ASIM: An Agent-based Integrated Model for Complex Networks
Complex networks comprised of large-scale distributed heterogeneous systems are everywhere, for example, in brains, networks of social and economic interactions, and the Internet. Often these systems have surprising common properties, such as power-law degree distributions, which occur in networks as different as metabolic networks and co-authorship patterns in scientific publications. Many mathematical and computational models have been developed over the past decade that attempt to explain emergent properties at a macro-level. However, understanding more detailed structure and behavior of complex networks has required the incorporation of more domain-specific features, for example, incorporating spatial distributions and business relationships into models of the Internet. This project focuses on the Internet, and Internet-like systems.
The Internet is one of the largest and most complex human artifacts ever created, and operates on many different scales, from the slow expansion of new autonomous systems, to the speed-of-light propagation of data. The Internet involves a multitude of heterogeneous systems and organizations around the world, including many within the purview of the Department of Energy (DOE). Although the DOE directly administers networks such as ESNet, much of the information flow in “open science” depends on the Internet and is outside the direct control of the DOE. The Internet also resembles many systems within the purview of the DOE, and can serve as a model for a wide variety of technological networks. There are many excellent data sets available for the Internet, allowing careful model validation.

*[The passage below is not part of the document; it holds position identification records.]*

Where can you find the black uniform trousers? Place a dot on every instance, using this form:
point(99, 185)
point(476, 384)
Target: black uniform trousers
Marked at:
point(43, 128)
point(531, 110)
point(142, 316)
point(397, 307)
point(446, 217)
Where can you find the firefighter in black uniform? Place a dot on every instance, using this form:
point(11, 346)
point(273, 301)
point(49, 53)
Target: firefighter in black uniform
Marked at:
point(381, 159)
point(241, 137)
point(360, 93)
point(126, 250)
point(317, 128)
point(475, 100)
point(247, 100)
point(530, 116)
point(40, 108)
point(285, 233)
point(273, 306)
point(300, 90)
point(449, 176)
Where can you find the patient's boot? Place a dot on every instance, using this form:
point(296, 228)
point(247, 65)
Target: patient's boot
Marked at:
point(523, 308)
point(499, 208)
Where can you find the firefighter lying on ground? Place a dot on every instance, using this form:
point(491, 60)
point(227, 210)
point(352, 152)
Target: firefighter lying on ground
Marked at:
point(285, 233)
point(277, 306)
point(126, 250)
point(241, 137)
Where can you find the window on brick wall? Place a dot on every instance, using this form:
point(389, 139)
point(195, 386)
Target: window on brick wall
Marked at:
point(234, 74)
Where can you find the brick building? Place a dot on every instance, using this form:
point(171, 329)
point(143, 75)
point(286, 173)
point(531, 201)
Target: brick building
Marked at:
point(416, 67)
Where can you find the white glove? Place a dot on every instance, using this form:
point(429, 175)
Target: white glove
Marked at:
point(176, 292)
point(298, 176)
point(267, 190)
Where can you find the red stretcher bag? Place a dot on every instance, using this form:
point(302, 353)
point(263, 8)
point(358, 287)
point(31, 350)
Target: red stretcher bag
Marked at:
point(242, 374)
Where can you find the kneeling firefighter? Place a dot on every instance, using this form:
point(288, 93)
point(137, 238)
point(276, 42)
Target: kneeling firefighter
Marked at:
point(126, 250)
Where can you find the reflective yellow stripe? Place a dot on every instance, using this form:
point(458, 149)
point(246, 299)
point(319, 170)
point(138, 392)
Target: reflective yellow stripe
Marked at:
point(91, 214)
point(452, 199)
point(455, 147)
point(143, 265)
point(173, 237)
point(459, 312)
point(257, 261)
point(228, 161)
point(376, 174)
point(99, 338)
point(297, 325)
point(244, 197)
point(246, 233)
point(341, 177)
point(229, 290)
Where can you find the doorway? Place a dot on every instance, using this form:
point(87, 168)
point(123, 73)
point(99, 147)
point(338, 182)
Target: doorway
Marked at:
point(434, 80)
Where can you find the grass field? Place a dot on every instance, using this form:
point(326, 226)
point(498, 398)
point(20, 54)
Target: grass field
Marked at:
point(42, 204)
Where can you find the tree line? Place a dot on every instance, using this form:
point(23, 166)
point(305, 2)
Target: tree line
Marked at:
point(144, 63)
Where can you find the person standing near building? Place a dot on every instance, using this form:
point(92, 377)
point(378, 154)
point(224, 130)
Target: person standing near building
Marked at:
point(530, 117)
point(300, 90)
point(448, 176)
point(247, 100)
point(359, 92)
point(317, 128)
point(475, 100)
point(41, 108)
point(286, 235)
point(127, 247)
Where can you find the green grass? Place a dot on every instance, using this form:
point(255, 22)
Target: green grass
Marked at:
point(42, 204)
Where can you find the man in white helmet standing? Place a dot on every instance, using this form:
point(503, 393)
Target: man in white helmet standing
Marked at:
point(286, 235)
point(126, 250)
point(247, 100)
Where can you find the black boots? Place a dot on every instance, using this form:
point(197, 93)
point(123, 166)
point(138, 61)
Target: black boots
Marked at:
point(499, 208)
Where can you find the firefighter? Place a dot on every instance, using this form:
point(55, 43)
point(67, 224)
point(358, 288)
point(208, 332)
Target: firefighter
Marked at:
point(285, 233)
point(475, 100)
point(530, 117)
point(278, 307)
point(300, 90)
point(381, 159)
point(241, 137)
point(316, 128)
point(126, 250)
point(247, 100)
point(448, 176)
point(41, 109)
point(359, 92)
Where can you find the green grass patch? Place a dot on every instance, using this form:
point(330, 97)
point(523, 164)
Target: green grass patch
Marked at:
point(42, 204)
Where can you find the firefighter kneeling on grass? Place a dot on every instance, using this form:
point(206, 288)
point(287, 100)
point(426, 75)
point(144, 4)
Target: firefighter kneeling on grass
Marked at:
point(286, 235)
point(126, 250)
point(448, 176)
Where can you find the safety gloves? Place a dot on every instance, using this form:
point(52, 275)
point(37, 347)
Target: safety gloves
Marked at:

We have developed an agent-based model of Internet-like systems, known as ASIM, and shown that by considering traffic, geography and economics, we can model existing networks more accurately than alternative models. We are using ASIM to study the effects of potential regulatory policies, more realistic traffic models, geographic country-level boundaries, and preplanned systems (such as ESNet). Our goal is to enhance understanding of complex networks, particularly with respect to predicting emergent properties and understanding the impact of different policies. We are also studying the impact of malicious behavior on complex networks, particularly the dynamic interplay between security countermeasures and attacks.
The code for the ASIM model is available for download. In addition, the data sets we used for testing the model can also be downloaded, as well as the analysis scripts we use to evaluate and compare various models.